Google Play Store Data: 

['App', 'Category', 'Rating', 'Reviews', 'Size', 'Installs', 'Type', 'Price', 'Content Rating', 'Genres', 'Last Updated', 'Current Ver', 'Android Ver'] 

['Photo Editor & Candy Camera & Grid & ScrapBook', 'ART_AND_DESIGN', '4.1', '159', '19M', '10,000+', 'Free', '0', 'Everyone', 'Art & Design', 'January 7, 2018', '1.0.0', '4.0.3 and up'] 

['Coloring book moana', 'ART_AND_DESIGN', '3.9', '967', '14M', '500,000+', 'Free', '0', 'Everyone', 'Art & Design;Pretend Play', 'January 15, 2018', '2.0.0', '4.0.3 and up'] 

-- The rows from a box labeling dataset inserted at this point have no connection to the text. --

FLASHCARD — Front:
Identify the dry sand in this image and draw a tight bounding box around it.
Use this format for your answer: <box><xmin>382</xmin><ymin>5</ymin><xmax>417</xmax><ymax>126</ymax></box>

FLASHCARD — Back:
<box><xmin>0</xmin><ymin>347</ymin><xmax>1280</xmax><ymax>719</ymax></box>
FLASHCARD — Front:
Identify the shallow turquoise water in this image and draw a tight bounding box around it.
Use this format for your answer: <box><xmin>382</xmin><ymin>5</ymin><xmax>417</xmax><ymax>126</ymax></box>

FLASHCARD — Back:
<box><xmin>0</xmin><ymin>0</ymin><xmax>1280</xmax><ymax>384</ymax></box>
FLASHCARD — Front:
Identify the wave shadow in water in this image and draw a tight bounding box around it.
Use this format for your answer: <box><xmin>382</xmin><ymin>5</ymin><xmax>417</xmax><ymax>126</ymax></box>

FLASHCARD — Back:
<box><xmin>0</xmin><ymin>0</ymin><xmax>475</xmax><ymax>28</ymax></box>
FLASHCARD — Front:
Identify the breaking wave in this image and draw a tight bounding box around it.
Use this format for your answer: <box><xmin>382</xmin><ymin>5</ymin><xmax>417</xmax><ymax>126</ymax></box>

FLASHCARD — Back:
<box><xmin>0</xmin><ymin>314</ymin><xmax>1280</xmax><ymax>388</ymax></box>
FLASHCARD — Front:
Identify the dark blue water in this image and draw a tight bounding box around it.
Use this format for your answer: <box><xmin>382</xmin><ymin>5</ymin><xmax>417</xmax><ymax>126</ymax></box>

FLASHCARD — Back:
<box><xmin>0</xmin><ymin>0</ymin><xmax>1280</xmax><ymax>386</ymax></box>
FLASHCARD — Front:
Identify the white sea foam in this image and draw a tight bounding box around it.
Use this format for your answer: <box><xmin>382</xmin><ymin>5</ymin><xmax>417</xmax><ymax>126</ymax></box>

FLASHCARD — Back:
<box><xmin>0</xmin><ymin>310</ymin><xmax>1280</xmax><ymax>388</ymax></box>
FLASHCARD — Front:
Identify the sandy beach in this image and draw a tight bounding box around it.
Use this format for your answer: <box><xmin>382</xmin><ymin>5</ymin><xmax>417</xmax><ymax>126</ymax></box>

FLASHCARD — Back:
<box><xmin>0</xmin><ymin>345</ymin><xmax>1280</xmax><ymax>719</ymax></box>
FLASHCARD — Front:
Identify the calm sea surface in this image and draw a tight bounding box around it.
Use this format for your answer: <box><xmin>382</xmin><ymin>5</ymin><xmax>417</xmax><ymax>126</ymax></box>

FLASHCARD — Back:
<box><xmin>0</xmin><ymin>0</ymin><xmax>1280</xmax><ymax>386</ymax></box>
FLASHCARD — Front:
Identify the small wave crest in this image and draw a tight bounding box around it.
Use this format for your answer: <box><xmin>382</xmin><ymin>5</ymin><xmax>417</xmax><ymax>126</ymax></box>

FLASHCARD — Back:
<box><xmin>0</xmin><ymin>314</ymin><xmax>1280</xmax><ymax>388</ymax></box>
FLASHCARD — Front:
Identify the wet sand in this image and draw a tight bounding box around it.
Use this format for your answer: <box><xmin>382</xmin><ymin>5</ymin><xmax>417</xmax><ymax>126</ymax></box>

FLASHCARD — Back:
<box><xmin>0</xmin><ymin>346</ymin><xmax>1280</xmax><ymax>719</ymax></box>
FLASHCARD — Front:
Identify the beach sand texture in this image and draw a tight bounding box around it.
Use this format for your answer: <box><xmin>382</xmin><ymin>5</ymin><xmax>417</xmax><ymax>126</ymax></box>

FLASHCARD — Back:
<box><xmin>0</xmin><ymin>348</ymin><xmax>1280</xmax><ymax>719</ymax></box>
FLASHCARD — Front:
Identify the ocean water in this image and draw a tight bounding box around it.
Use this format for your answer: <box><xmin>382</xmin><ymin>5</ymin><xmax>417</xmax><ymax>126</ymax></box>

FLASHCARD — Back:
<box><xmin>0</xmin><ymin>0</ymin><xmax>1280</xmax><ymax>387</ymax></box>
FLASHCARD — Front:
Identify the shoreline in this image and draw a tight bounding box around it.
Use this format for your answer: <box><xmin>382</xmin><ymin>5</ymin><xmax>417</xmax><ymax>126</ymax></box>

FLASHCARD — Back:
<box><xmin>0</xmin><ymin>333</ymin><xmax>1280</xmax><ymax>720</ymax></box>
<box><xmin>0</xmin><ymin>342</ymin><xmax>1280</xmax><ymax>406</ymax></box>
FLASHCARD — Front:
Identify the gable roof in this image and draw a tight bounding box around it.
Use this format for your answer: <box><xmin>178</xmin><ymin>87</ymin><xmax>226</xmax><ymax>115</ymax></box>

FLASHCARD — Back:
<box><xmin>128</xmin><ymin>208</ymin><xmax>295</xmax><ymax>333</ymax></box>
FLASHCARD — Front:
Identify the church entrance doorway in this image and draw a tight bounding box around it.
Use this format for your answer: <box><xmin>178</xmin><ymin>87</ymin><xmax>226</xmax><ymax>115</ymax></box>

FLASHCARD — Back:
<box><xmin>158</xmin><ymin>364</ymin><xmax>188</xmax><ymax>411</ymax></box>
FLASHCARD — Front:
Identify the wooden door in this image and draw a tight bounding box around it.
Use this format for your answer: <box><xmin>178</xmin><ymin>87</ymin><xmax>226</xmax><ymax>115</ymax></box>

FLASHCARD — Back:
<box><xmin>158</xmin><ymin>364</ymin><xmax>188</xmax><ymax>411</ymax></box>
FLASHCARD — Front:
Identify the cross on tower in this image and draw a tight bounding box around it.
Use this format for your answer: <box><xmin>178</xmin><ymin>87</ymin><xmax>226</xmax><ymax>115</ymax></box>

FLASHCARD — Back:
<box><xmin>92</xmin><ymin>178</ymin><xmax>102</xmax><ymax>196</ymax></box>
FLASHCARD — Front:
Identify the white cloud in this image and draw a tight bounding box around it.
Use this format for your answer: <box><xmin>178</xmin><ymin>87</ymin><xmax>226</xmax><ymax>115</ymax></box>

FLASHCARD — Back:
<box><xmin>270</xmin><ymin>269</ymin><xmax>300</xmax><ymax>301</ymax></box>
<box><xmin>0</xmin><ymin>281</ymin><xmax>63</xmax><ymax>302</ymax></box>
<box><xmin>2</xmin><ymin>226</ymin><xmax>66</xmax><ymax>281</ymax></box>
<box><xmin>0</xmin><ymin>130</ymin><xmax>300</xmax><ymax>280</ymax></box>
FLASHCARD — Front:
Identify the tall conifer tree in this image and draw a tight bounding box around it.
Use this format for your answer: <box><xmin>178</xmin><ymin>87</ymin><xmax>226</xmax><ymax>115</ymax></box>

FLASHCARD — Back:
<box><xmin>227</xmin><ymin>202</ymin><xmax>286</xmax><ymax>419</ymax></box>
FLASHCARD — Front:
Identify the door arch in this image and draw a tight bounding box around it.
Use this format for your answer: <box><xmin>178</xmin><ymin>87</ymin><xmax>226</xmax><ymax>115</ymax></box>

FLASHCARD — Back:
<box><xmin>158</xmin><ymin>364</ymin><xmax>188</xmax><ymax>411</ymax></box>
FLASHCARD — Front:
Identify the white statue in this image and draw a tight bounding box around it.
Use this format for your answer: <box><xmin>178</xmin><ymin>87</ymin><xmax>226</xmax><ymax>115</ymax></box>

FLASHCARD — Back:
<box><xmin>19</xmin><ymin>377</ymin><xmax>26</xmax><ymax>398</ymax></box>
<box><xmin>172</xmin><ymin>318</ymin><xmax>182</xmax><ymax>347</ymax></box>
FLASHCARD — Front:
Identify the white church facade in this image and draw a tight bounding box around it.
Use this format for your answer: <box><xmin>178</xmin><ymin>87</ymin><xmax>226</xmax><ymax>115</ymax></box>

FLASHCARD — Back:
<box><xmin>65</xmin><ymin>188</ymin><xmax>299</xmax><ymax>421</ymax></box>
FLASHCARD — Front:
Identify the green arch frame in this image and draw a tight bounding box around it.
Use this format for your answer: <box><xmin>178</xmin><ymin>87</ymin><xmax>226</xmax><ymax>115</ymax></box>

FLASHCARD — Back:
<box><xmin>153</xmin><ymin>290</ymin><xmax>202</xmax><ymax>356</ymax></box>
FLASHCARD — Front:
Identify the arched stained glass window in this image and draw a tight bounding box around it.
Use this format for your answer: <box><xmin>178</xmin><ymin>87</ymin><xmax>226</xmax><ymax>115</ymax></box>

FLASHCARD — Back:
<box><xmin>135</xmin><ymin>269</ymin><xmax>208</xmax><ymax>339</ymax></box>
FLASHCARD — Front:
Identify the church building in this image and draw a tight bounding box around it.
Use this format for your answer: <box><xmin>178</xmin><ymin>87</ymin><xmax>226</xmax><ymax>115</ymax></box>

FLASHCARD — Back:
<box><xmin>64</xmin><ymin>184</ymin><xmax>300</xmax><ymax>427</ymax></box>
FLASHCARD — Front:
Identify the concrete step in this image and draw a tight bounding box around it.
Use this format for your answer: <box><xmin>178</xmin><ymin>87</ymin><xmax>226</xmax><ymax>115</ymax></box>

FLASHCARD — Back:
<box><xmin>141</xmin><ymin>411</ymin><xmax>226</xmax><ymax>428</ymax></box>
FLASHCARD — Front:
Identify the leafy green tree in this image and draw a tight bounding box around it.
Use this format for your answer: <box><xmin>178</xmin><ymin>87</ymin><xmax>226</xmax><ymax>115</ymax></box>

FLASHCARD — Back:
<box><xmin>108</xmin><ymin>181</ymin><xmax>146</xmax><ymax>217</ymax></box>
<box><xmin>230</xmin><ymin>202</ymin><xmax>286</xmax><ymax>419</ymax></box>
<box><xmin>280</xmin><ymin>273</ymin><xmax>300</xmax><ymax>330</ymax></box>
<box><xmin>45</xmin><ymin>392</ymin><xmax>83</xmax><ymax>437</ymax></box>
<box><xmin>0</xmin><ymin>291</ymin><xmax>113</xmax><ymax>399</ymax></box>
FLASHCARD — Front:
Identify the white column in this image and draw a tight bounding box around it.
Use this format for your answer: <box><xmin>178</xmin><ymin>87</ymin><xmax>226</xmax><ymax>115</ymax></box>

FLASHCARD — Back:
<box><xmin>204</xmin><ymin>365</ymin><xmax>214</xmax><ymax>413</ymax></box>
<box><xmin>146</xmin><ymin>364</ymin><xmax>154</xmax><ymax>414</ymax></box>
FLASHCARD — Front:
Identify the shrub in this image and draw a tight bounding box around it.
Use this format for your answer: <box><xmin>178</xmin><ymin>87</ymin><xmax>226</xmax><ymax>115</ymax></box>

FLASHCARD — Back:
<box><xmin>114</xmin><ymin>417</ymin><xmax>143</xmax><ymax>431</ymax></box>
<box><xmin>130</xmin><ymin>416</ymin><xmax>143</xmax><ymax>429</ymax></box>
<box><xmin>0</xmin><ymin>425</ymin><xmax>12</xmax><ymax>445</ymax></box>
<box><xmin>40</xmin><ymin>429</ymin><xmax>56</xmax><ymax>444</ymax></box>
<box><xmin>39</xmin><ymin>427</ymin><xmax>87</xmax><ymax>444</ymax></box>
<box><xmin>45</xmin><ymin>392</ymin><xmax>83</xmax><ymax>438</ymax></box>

['U Launcher Lite – FREE Live Cool Themes, Hide Apps', 'ART_AND_DESIGN', '4.7', '87510', '8.7M', '5,000,000+', 'Free', '0', 'Everyone', 'Art & Design', 'August 1, 2018', '1.2.4', '4.0.3 and up'] 

['Sketch - Draw & Paint', 'ART_AND_DESIGN', '4.5', '215644', '25M', '50,000,000+', 'Free', '0', 'Teen', 'Art & Design', 'June 8, 2018', 'Varies with device', '4.2 and up'] 

['Pixel Draw - Number Art Coloring Book', 'ART_AND_DESIGN', '4.3', '967', '2.8M', '10

## Data Cleaning

As part of data cleanng proccess we want to:
- remove non-english apps
- remove apps that are not free
- remove or fix incorrect app data - remove rows with incorrect number of columns
- remove duplicates

### Track and remove rows with incorrect number of columns

In [186]:
def validate_cols(dataset: list, header: list):
    for i, row in enumerate(dataset):
        if len(row) != len(header):
            print('data: ', row)
            print('length: ', len(row))
            print('index: ', i)

print('Apple Store:')
validate_cols(apple_store_data, apple_store_header)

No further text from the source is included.